Roscoe Mitchell

[US]

Photo by Joseph Blough

The Chicago-born multi-instrumentalist Roscoe Mitchell was a founder of the influential Art Ensemble of Chicago and one of the first members of the Association for the Advancement of Creative Musicians. His name is among the most legendary in avant-garde jazz, free jazz, and contemporary music.

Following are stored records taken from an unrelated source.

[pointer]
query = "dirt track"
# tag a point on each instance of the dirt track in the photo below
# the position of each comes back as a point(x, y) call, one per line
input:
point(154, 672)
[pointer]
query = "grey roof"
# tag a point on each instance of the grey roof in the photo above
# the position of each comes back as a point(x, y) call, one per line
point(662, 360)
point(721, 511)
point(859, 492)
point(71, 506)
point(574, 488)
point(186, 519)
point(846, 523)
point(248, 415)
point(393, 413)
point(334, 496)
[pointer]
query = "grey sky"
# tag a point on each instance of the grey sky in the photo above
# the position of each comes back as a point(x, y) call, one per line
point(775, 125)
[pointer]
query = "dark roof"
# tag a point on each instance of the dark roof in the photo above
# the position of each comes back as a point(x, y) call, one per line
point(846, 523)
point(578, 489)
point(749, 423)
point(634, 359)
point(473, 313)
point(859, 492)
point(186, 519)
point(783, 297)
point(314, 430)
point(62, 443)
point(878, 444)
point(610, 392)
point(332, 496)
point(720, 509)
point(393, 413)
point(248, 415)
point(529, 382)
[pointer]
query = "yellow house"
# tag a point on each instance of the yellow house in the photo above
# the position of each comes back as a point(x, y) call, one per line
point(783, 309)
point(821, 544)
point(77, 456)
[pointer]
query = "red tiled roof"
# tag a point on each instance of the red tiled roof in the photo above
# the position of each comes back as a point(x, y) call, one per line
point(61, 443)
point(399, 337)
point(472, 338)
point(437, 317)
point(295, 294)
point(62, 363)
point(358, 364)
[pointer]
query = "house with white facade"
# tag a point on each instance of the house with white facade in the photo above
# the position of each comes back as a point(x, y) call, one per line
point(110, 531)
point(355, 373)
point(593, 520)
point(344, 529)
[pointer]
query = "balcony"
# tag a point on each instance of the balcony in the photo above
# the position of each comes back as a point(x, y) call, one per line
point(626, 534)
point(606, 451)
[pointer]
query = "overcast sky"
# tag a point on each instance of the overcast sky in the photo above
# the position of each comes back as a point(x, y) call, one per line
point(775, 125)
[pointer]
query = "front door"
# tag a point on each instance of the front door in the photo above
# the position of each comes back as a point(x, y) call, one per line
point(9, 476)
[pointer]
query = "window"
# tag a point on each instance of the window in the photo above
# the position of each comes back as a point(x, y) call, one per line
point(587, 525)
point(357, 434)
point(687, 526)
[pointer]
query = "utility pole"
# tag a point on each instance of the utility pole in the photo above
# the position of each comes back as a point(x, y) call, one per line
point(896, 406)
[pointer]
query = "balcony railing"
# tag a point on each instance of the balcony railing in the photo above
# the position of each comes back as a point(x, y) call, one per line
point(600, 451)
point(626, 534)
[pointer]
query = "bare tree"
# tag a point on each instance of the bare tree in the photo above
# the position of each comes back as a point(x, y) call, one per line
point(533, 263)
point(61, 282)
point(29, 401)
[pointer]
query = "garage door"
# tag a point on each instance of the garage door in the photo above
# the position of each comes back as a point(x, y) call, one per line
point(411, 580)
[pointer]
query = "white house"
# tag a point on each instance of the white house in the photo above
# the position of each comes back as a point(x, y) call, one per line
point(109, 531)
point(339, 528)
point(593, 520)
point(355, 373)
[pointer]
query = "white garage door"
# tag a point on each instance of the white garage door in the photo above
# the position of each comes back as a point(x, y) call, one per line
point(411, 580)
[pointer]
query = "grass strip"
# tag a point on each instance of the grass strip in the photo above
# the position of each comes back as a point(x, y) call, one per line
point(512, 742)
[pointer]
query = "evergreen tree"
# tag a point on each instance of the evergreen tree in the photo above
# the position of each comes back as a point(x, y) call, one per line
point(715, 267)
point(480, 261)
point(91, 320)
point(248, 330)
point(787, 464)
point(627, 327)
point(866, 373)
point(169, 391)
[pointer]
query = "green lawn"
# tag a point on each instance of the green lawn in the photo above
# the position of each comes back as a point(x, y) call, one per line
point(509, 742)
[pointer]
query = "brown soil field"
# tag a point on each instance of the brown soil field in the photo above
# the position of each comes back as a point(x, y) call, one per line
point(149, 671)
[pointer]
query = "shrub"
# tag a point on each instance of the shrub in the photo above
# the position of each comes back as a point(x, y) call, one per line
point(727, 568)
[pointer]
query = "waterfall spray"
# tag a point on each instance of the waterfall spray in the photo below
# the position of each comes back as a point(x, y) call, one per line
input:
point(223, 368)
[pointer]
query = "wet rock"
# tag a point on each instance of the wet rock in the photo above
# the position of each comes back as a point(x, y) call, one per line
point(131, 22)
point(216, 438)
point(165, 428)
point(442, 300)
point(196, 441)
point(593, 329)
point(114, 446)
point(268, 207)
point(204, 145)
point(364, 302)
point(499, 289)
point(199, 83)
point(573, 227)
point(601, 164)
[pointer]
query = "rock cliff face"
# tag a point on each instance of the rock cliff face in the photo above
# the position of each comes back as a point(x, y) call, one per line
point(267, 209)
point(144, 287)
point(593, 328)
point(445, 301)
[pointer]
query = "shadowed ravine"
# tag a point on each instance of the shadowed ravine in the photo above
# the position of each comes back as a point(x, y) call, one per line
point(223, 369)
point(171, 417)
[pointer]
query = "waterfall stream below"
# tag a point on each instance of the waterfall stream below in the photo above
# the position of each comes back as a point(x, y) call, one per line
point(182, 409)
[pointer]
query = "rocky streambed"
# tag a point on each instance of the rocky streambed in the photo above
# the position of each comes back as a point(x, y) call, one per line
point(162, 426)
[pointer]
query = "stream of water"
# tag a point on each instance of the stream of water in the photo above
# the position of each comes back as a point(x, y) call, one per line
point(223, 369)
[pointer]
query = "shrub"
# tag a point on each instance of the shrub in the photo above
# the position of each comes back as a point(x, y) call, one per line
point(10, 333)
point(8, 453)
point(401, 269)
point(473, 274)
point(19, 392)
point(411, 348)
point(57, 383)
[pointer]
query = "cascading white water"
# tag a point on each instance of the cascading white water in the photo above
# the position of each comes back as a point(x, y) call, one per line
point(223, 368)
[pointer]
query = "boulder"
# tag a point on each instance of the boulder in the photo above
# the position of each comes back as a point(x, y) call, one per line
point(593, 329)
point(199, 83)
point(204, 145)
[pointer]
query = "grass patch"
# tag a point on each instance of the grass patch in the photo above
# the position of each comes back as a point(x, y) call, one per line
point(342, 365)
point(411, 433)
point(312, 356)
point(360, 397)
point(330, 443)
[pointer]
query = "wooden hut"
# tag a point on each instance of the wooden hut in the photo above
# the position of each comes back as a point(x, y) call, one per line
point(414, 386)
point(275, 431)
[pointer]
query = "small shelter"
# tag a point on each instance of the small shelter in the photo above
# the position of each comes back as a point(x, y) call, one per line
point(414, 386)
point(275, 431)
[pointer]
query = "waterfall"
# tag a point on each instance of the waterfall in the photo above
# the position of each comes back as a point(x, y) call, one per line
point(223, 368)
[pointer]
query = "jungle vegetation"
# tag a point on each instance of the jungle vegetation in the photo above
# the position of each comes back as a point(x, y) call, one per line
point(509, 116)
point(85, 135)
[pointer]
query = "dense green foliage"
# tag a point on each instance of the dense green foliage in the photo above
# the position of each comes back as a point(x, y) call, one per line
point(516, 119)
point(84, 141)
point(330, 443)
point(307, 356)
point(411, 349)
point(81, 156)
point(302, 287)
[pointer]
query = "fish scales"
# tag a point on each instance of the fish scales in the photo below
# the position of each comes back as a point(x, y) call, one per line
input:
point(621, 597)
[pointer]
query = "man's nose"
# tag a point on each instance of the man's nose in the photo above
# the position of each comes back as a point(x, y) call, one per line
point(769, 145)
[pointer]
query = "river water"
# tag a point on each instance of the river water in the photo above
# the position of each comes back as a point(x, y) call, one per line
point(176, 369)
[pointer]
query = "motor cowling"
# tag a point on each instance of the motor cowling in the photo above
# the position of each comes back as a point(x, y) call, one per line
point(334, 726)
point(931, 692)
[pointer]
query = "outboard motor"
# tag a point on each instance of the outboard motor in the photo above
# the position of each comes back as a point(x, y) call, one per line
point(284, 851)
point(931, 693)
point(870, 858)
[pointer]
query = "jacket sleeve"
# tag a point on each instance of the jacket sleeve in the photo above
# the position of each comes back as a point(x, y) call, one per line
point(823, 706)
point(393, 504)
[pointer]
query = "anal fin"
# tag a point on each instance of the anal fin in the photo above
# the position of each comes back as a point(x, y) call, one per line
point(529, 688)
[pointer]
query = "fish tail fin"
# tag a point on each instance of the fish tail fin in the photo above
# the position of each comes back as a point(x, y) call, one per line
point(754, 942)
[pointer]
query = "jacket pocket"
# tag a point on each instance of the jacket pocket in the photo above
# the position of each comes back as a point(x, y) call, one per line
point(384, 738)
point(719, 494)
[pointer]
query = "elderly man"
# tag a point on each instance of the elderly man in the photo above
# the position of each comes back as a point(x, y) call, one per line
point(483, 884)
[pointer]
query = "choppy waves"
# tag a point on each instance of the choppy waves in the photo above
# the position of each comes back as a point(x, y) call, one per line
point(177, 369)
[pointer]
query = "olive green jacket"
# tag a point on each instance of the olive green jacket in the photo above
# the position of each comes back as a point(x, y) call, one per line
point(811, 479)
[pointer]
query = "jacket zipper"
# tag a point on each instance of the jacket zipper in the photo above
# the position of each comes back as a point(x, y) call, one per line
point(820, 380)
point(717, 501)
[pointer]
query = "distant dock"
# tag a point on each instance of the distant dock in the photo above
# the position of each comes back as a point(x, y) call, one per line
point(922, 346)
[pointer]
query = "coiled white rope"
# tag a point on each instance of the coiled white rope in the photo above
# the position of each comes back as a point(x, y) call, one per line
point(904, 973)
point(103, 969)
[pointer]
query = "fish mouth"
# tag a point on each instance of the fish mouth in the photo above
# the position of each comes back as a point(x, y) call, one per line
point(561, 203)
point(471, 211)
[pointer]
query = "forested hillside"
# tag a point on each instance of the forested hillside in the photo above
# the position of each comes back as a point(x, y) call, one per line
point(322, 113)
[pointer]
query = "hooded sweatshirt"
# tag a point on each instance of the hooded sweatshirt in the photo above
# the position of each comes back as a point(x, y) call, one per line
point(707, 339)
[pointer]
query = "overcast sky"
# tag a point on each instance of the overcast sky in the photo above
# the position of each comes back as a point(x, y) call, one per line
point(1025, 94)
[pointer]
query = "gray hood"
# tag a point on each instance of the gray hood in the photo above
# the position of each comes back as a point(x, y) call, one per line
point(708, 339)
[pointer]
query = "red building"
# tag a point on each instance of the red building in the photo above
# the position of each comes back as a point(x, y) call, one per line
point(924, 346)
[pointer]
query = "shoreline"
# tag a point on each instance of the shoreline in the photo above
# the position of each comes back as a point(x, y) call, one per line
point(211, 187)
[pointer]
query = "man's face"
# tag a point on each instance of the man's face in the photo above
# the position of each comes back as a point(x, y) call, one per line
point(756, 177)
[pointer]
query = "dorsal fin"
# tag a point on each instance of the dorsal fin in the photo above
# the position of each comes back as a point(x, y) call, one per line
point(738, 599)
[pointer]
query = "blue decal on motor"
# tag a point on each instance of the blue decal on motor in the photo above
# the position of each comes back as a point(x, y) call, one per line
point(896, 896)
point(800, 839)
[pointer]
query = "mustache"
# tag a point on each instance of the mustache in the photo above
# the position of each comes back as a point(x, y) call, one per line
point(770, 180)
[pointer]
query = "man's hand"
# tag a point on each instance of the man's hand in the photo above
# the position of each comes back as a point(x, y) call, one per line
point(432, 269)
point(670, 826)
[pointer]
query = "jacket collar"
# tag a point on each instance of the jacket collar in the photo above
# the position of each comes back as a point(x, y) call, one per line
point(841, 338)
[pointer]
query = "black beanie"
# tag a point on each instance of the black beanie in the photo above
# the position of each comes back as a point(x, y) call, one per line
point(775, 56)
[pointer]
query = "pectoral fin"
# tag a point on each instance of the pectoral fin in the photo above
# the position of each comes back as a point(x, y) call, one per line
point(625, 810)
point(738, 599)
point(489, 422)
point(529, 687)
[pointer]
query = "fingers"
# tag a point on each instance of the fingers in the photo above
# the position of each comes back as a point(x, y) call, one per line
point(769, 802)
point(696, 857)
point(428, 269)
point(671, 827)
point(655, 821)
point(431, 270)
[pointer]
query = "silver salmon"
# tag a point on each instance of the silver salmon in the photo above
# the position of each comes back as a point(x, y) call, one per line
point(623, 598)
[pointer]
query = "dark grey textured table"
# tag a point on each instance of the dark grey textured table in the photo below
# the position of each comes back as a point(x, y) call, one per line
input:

Mitchell began playing clarinet and saxophone in his early teens, and was introduced to jazz during adolescence by his brother Norman. While a member of the U.S. Army, he was stationed in Heidelberg, Germany, where he played in a band together with fellow saxophonists Albert Ayler and Rubin Cooper and also took lessons with the first clarinetist of the Heidelberg Symphony. Upon returning to the Chicago area in 1961, Mitchell began playing bop with bassist Malachi Favors and saxophonist Anthony Braxton, and also began listening to jazz innovators John Coltrane and Ornette Coleman. He studied with the pianist and composer Muhal Richard Abrams and was invited to play in Abrams’s Experimental Band, which was dedicated to pushing beyond the limits of conventional jazz improvisation and composition. Abrams went on to establish the AACP, which was devoted to the same principles, together with pianist Jodie Christian, drummer Steve McCall, and composer Phil Cohran; Mitchell was one of the first to join in 1965. Mitchell formed a sextet with Lester Bowie (trumpet), Kalaparusha Maurice McIntyre (tenor saxophone), Favors (bass), Lester Lashley (trombone), and Alvin Fielder (drums), and it was one of the first AACP groups to record. Its LP Sound took a groundbreaking approach to jazz improvisation with its alternation between sound and silence and through an unorthodox integration of spontaneous collective improvisation, toy instruments & bicycle horns, and non-musical noise. The group went on to perform as the Roscoe Mitchell Art Ensemble and then eventually as The Art Ensemble of Chicago, which would arguably become the most innovative and celebrated jazz band of the 1960s and 70s.

In the 1970s and 80s, Mitchell continued fruitful work with Art Ensemble and the AACP, and a was prolific bandleader in several other contexts and musical formations. He went on to experiment using the languages of contemporary classical music, forming collaborations with composers like Pauline Oliveros, Thomas Buckner, and Borah Bergman. His productivity as a bandleader, ensemble musician, and solo musician continues to this day, and countless recordings and iconoclastic collaborations bear witness. In 2007, Mitchell was named Darius Milhaud Chair of Composition at Mills College in Oakland, California. At CTM he will perform with George Lewis using Lewis’s famous Voyager AI-improvisation system.